It appears that Apple is making gold better - amazing.
What is the desirability of gold? It is the essence of the metal or the appearance? If apple is able to improve the essence of the metal and improve the longevity of the appearance - I say it's a win.
So we're down from 118 elements to 30, and we've come up with a list of three key requirements:
- Not a gas.
- Doesn't corrode or burst into flames
- Doesn't kill you.
Now Sanat adds a new requirement: You want the thing you pick to be rare. This lets him cross off a lot of the boxes near the top of the table, because the elements clustered there tend to be more abundant.
At the same time, you don't want to pick an element that's too rare. So osmium — which apparently comes to earth via meteorites — gets the axe.
That leaves us with just five elements: rhodium, palladium, silver, platinum and gold. And all of them, as it happens, are considered precious metals.
Gold has an additional bonus in being very resistant to oxidation or, well, pretty much anything it can be expected to encounter. A not insignificant property I would think.
It's interesting to note that before modern manufacturing processes, Aluminum was also a very valuable metal. It had all sorts of desirable properties and manufacturing costs were so high that it was effectively rare. Cheap hydroelectricity and process scaling have taken care of that however.
One other bonus: gold is mined, AFAIK, at a rate roughly comparable to the increase/production of value of everything else in society. Money is used to represent units of value in society, and inflation helps when the increase in the money supply matches economic growth. The increase in gold seems about on par with world economic growth, as noted in the aphorism that an ounce of gold can always buy a good suit or a good handgun.
Compound is at danger if a very effective manufacturing process appears. So it's better if there is a rare element in the compound. So it looks like the rare element is there to stay.
Why is the willingness of people to pay a lot of money for something because they like its texture or color and more "extrinsic value" than the willingness of people to pay a lot of money for something because they like its corrosion resistance?
I would say it's not. But I bet you if you came up with a replacement alloy that had the same exact texture and color as gold, people would not knowingly pay the same money for it. Just like lab diamonds can be grown to look even better than mined diamonds, the fact that they're from a lab still (sadly) diminishes their value.
Theoretically this is why it has value for hoarders; it's useful. Of course, if suddenly gold was unfashionable and was only needed for plating connectors, I doubt you'd get $1200 an ounce. But it will probably stay fashionable because people like the color.

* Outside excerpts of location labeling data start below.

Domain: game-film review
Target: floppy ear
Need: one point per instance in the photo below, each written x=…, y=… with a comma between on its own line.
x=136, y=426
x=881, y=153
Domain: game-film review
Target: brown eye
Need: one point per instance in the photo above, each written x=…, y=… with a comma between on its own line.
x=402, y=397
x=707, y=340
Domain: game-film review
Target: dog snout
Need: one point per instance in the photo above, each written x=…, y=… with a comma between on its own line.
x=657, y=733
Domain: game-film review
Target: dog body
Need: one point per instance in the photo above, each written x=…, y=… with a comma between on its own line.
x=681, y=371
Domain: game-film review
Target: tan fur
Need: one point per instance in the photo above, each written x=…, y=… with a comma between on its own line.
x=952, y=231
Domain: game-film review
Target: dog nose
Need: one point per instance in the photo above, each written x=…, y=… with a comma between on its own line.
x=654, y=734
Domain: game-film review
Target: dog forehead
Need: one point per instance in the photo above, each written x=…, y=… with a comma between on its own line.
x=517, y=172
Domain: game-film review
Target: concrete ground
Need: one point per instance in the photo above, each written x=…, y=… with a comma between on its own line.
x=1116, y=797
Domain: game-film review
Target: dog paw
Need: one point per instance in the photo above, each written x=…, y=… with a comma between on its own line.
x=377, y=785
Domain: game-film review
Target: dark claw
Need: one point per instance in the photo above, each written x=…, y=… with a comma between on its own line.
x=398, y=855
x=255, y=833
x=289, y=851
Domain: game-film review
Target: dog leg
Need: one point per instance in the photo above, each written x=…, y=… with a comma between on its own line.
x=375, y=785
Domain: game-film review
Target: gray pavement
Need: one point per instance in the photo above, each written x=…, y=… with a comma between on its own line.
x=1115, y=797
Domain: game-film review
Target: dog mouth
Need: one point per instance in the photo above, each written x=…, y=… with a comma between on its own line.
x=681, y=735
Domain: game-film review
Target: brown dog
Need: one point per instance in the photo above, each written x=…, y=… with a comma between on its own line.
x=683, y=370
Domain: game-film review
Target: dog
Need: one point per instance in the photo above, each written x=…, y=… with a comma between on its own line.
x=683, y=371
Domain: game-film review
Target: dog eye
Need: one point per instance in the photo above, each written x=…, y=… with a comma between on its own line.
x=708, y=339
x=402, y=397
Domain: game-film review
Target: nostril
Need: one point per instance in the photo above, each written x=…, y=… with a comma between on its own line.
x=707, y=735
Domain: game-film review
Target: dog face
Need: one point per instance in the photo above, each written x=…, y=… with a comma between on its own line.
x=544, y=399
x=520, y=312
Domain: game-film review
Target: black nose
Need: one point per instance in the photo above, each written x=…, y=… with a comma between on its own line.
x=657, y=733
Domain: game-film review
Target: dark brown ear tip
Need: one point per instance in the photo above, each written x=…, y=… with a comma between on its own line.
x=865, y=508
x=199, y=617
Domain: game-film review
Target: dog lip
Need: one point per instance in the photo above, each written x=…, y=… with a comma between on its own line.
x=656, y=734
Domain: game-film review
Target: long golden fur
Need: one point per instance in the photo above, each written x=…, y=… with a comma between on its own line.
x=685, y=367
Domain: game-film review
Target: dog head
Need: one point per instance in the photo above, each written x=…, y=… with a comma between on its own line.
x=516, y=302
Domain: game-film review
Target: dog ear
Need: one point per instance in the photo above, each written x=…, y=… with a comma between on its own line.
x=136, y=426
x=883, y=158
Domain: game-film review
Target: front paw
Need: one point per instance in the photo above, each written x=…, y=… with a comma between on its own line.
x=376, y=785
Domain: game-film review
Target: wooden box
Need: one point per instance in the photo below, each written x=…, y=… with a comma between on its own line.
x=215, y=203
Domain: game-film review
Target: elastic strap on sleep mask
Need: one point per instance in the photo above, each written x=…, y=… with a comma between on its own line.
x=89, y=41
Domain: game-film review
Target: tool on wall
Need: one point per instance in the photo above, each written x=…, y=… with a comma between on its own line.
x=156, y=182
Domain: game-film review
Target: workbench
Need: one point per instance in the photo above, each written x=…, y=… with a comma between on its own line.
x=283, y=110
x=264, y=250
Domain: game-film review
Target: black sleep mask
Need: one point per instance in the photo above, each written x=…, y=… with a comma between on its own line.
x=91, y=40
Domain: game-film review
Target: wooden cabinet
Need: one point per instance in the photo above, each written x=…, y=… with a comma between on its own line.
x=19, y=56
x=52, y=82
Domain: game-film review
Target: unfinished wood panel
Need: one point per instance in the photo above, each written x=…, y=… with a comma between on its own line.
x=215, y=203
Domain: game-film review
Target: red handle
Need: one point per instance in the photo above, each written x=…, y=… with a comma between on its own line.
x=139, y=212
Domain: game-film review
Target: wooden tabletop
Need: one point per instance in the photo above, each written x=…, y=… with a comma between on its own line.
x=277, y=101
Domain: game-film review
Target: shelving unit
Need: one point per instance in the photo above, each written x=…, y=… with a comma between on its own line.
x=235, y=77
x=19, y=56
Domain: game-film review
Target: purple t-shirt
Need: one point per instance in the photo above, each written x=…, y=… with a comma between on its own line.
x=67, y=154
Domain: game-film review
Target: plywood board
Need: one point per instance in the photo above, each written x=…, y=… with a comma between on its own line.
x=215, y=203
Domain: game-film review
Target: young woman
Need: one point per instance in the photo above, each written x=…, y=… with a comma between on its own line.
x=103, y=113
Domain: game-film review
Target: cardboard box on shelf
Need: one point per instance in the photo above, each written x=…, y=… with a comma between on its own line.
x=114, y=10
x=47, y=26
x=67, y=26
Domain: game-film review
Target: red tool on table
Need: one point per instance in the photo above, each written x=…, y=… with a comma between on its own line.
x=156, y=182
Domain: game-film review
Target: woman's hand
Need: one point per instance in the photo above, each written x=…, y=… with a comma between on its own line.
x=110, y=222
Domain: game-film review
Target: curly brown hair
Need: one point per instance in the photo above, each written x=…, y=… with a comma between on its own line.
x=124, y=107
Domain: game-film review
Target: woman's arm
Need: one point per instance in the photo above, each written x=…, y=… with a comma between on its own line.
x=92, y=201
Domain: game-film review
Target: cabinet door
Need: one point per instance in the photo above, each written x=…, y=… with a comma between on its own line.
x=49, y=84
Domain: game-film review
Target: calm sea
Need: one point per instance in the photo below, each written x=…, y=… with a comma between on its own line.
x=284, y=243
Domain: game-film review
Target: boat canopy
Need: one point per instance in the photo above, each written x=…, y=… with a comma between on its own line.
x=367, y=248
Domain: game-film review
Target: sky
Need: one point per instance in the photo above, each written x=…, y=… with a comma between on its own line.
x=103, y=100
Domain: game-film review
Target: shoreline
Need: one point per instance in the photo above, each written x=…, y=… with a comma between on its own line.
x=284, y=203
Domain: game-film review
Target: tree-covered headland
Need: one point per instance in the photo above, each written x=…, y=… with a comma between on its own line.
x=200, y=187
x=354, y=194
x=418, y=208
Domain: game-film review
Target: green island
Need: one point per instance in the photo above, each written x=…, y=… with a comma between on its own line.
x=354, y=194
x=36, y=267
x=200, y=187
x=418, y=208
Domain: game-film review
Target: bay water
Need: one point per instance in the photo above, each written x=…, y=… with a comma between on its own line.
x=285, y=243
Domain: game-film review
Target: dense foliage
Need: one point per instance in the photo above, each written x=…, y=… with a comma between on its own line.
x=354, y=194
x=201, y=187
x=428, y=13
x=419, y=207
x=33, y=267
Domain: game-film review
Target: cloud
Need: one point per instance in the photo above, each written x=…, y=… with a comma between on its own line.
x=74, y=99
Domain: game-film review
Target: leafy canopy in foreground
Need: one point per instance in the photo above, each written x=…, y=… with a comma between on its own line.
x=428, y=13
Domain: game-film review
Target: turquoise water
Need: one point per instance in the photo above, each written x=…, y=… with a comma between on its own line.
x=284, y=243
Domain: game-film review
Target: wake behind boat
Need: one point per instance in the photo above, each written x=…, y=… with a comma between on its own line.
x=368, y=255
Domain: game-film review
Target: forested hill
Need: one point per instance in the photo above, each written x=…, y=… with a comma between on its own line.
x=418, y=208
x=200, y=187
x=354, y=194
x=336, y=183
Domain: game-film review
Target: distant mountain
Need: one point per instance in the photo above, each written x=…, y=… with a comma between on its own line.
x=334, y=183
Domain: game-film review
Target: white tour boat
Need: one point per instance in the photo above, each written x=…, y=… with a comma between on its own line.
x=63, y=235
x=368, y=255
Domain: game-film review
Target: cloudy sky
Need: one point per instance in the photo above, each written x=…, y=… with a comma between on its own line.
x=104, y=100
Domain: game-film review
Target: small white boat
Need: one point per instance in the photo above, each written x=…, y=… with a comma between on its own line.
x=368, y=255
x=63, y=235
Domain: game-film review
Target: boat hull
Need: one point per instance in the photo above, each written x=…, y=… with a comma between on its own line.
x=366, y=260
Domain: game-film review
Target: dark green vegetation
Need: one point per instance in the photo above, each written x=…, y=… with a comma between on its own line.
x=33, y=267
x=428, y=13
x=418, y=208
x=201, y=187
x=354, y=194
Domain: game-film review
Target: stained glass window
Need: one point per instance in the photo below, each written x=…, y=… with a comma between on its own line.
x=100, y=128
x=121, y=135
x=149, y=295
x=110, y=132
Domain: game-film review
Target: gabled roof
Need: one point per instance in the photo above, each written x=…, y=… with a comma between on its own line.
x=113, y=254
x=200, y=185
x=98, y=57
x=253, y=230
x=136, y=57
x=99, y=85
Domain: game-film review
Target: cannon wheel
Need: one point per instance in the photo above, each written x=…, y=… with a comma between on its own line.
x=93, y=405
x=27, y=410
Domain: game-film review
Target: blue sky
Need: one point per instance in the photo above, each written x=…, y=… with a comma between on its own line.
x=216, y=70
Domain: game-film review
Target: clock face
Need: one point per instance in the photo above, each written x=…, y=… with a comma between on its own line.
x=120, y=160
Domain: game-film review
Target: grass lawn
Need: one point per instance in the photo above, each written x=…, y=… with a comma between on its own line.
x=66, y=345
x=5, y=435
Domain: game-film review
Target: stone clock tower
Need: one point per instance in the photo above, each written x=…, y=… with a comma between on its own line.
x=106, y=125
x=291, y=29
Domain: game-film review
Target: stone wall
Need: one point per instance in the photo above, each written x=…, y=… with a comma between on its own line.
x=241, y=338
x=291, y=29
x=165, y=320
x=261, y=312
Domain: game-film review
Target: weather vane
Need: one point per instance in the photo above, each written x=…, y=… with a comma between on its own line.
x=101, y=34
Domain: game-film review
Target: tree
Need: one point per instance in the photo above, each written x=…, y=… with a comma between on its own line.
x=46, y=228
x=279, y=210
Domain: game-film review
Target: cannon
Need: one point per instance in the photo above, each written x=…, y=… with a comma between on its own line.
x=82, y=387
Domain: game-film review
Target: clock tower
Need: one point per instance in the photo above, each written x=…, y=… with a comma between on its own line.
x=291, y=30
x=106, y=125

(As someone who regularly uses public transportation, I personally won't be getting a gold watch. But I see the appeal.)
You could determine that by evaluating the proportion of gold that is used for industrial applications versus ornamentation. Based on my vague Internet research, I believe about three quarters of the gold consumed each year becomes a jewelry. That suggests that much of the value is linked to social status.
What is the desirability of gold? It is the essence of the metal or the appearance? If apple is able to improve the essence of the metal and improve the longevity of the appearance - I say it's a win.